The wage subsidies that are in this legislation are of course supported because the intention is to help younger people get into work and help younger people who have lost their jobs get back into work. Wage subsidies are something Labor are very familiar with, having implemented many of our own in times of crisis when we've been in government, and of course wage subsidies more broadly are what Labor called for time and again earlier this year, before the government finally agreed to introduce them in the form of JobSeeker.

This so-called JobMaker wage subsidy is a measure that could be very successful, but it's our job here in the parliament not to assume it will be successful just because this government says it will be but to scrutinise it to make sure that it will be—because, unfortunately, this government has a history of employment policies that sound good in the announcement but don't deliver. We know that the previous attempt to help unemployed young people into work, called Youth Jobs PaTH, has been the opposite of success, and we know that the Restart program, which this Prime Minister has pointed to time and again as this government's so-called successful program to help older Australians into work, is also almost the opposite of success. It is not helping most older people get into work, and those it is helping get into work are often only in work for about three months. So it's really important that we make sure this legislation does what it says it will do.

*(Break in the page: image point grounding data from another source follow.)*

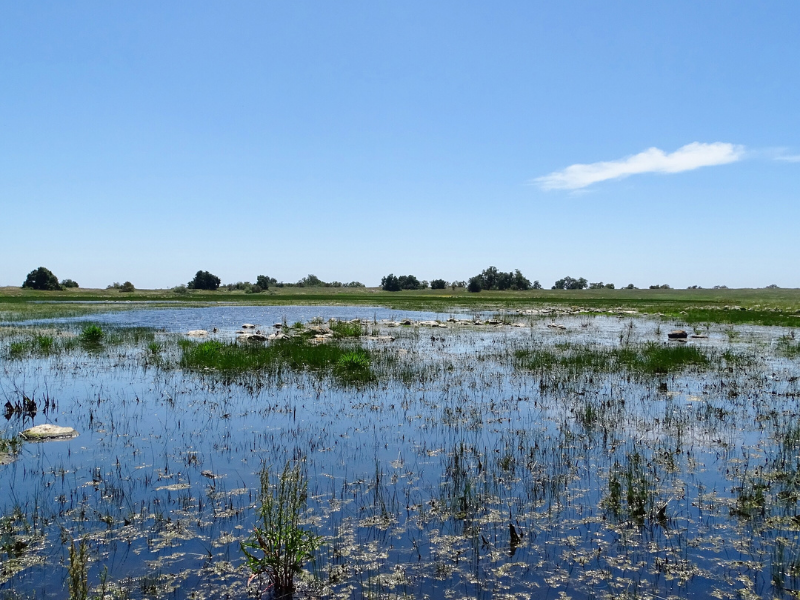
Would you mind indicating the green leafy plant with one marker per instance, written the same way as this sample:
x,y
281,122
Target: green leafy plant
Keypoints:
x,y
41,279
78,572
92,334
279,545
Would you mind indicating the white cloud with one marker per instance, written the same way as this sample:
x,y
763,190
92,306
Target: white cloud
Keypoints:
x,y
652,160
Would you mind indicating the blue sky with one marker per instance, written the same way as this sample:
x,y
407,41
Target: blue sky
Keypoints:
x,y
618,141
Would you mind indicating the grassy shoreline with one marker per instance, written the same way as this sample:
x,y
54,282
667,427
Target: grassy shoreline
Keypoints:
x,y
734,306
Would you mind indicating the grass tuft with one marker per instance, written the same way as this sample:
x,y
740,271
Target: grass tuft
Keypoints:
x,y
649,359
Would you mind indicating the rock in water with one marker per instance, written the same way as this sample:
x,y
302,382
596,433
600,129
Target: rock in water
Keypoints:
x,y
45,432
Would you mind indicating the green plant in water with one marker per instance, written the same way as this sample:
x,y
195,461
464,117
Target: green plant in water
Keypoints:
x,y
345,329
354,366
279,546
92,334
78,571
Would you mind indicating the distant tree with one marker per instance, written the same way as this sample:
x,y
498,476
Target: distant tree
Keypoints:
x,y
390,283
489,278
474,284
519,281
264,281
568,283
41,279
311,281
493,279
409,282
203,280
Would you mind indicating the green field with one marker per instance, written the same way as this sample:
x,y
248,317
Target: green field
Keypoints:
x,y
734,306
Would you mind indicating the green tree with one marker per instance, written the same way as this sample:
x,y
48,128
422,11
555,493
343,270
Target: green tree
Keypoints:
x,y
263,281
474,284
390,283
568,283
203,280
41,279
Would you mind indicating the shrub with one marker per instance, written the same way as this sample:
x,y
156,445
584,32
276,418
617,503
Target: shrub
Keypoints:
x,y
390,283
41,279
409,282
279,546
568,283
492,279
263,281
203,280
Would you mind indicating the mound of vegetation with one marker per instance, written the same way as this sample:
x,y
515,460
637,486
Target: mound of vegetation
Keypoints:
x,y
492,279
650,358
347,363
393,283
203,280
41,279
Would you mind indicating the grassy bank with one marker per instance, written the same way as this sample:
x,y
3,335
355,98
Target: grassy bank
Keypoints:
x,y
734,306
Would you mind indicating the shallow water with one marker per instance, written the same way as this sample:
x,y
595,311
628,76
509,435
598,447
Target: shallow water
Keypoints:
x,y
414,480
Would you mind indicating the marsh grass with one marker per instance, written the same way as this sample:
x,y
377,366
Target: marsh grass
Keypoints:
x,y
92,335
346,329
279,546
78,571
346,362
573,359
788,346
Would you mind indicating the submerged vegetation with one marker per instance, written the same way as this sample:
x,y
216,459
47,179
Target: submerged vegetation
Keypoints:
x,y
650,358
279,545
294,353
503,453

It's also very important—harking back to where I started this speech, on the role of this parliament and democracy—that this legislation be looked at because it gives this Treasurer a blank cheque in deciding what to fund, what employment programs to go with, over the next two years. That's not how things should work in the Australian parliament. Before this year, there had been a creeping and now there's a galloping move to put more and more legislation into regulations, which means less scrutiny, which means that governments are making more and more decisions that citizens don't even know are being made, because regulations are done simply by tabling, rather than introducing a bill; having a parliamentary inquiry, allowing citizens to make submissions; and really scrutinising the legislation—not to mention the increasing habit of not putting out exposure bills for consultation. COVID is an exception; we understand why legislation was rushed during COVID.

So Labor isn't holding anything up. We are doing our job, and it is beyond high time that the citizens of Australia knew that their federal government was more focused on advertising itself than on doing its job.